Porting to 64-bit: Aches and Pains

## Basic Differences

Type 32 bit size (ILP32) 64 bit size (LP64)
any pointer type 4 8
long long 8 8
long 4 8
long double 12 16
double 8 8
float 4 4
int 4 4
short 2 2
char 1 1

## A Flame About 64-bit Pointers

A quote from Knuth himself: "It is absolutely idiotic to have 64-bit pointers when I compile a program that uses less than 4 gigabytes of RAM. When such pointer values appear inside a struct, they not only waste half the memory, they effectively throw away half of the cache."

The gcc manpage advertises an option "-m32" that sounds like what I want. Namely, I think it would compile code for my x86-64 architecture, taking advantage of the extra registers etc., but it would also know that my program is going to live inside a 32-bit virtual address space.

If the machine doesn't have loads of RAM/swap? Why then use 64 bit pointers? There is only one other reason to run in 64 bit mode: SSE instructions if you bother to use them. Otherwise it is a net loss.

## Rule #1: Don't Mix Int/Longs

That is, don't use long when you mean int and vs. versa. Also note that calculations which include longs will be 64 bit results, and a cast may be required to 'stuff' the result into a 32 bit int.

## Rule #2: Beware Pointer Arithmetic:

Ever need to pass integer data via a void *? (Bad practice for sure, but it seems to appear.) With void *'s being 64 bits the value will first need to be converted to long (int64), and then to int (int32):
```    void foo(void *p)
{
int x;
x = (int)(long)p; // works everywhere
x = (int)p;       // only works on 32 bit
}
```

## Rule #3: Time Types

Note that the clock_t is of type long, and therefore changes size. Guess that solves the 2036 problem, but we have 28 years to upgrade.

## Rule #4: Beware sign extension

Note that int's passed on the stack are automagically extended to 64bit register size, with sign extension. So passing the value 0x80000000 to a function taking a long results in the value: 0xffffffff80000000.

## Floating Point Implications

See this document for starters.

## Varargs ...

The following cropped up in swig'd code using swig 1.3. Normally '0' means (int32_t)0, unless the context says otherwise. When varargs is used the context is sometimes not clear.

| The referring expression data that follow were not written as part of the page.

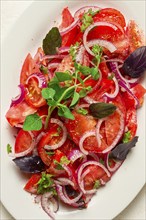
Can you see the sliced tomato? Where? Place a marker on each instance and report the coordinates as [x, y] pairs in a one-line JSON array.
[[33, 94], [29, 67], [96, 173], [17, 114], [51, 137], [135, 35], [110, 15], [131, 121], [23, 141], [31, 185]]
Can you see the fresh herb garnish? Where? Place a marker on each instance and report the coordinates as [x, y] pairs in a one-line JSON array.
[[9, 148], [121, 150], [97, 184], [135, 64], [32, 123], [45, 184], [101, 109], [126, 137], [52, 41]]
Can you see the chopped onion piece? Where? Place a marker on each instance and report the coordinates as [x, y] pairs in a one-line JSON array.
[[82, 139], [64, 137], [20, 97]]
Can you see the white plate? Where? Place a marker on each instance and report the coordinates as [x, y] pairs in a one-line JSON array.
[[26, 37]]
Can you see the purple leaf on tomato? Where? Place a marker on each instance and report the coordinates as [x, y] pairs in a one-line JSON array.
[[135, 65]]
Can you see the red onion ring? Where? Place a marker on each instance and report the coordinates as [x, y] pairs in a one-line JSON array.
[[41, 79], [69, 28], [84, 10], [82, 139], [80, 173], [24, 153], [64, 137], [120, 133], [66, 199], [44, 203], [20, 97], [103, 43], [111, 96], [111, 169]]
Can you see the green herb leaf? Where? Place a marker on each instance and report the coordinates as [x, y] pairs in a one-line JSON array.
[[97, 184], [63, 76], [64, 111], [44, 69], [126, 137], [32, 123], [48, 93], [9, 149], [45, 183], [82, 111], [52, 41], [75, 99], [101, 109]]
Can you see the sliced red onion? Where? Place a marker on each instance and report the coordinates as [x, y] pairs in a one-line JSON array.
[[112, 169], [41, 79], [82, 139], [64, 137], [45, 204], [53, 65], [111, 96], [69, 28], [64, 181], [119, 135], [55, 56], [66, 199], [63, 50], [20, 97], [84, 10], [89, 100], [103, 43], [24, 153], [80, 173]]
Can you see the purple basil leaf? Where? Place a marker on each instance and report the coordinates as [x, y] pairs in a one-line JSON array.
[[121, 150], [30, 164], [135, 64]]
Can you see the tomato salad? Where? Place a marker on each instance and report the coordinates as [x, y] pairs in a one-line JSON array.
[[76, 113]]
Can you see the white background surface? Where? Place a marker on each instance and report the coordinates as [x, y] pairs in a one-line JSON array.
[[10, 12]]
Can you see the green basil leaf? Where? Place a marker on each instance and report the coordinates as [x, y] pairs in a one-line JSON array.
[[63, 76], [52, 41], [75, 99], [32, 123], [48, 93]]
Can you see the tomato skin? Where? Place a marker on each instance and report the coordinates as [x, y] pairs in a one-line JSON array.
[[31, 185], [33, 94], [17, 114], [23, 141], [110, 15], [29, 67]]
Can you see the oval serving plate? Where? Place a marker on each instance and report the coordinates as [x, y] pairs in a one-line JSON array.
[[25, 37]]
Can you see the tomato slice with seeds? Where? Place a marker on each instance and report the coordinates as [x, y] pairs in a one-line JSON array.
[[31, 185], [23, 141]]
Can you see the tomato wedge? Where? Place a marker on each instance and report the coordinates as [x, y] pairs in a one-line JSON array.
[[17, 114], [31, 185], [23, 141]]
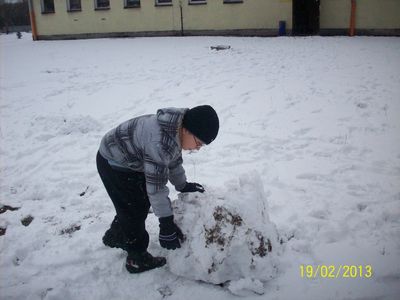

Consider the two routines:
```int
SWIG_GetArgs(int *interp, int objc, const int *objv[], const char *fmt, ...)
{
int        argno = 0;
const char *c;
va_list    ap;
void      *vptr;

va_start(ap,fmt);
for (c = fmt; (*c && (*c != ':') && (*c != ';')); c++,argno++)
{
vptr = va_arg(ap,void *);   <------------------64 bit access
if (vptr == 0)
printf("arg %d(%c) is null\n", argno, *c);
else
printf("arg %d(%c) is not null\n", argno, *c);
}
}

int
wrap_TclMonitor_stopData(int *clientData, int *interp, int objc, const int *objv[]) +--------------------- (32 bit 0's)
{                                                                                   |       +------------- (32 bit 0's)
char *arg2;                                                                         v       v
SWIG_GetArgs(interp, objc, objv,"oso:TclMonitor_stopData self computerName dd ",0,&arg2,0);
}
```

The call in the second function has 4 well defined arg types, followed by '0, &arg2, 0' which maps to the '...' portion of the first function. Also note that the first function accesses the ... region as 64 bit pointers. Also note that the first six args are passed in registers, but the 7th will be on the stack. As it turns out in this case, the zero's passed in registers are extended properly, but the value passed on the stack is not, thus a runtime fault.

The fix is trivial: change the Source/Modules1.1/tcl8.cxx file to emit '(void *)0' instead of just '0'.

## Footnotes:

1. What is this ILP32, LP64 jargon? Apparently there is more that one 64bit model. Linux-64 bit uses the (LP64) model, but Windows-64 uses the (P64) model where only pointers become 64bit, longs remain at 32 bits.